Antioxidants prevent Parkinson's disease
Vitamin E and other antioxidants protect damaged dopamine-producing nerve cells, thereby slowing down the effects of neurodegenerative diseases, researchers at the Burnham Institute for Medical Research have shown after experiments on fruit flies. According to Zhohua Zhang and his colleagues, this is particularly important when other protective mechanisms of the cells fail, as occurs in Parkinson's disease.

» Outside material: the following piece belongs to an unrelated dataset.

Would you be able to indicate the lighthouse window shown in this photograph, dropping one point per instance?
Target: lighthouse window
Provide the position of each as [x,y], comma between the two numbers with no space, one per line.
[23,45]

In humans, a product of the PINK1 gene protects against neuronal damage - if it fails, affected people develop symptoms of hereditary or sporadic Parkinson's disease more frequently. Zhang's team has now simulated this situation in an insect model by switching off the analogous gene dPINK1 in fruit flies through RNA inactivation. Significantly fewer dopaminergic neurons were then found in the brains of the affected animals. However, the neuronal cell death could be stopped both by the incorporation of the human variant of PINK1 and a diet rich in antioxidants such as vitamin E, the researchers report. Apparently, protection by antioxidants in situations of increased oxidative stress prevents the breakdown of vulnerable neurons, conclude Zhang and co.
In Parkinson's disease, one of the most common neurodegenerative diseases of advanced age, dopamine-producing neurons increasingly die off. Since dopamine inhibits the activity of nerve cells in different areas of the brain, the loss of the transmitter leads to overstimulation of the brain regions and, in the long term, to the typical symptoms of the disease.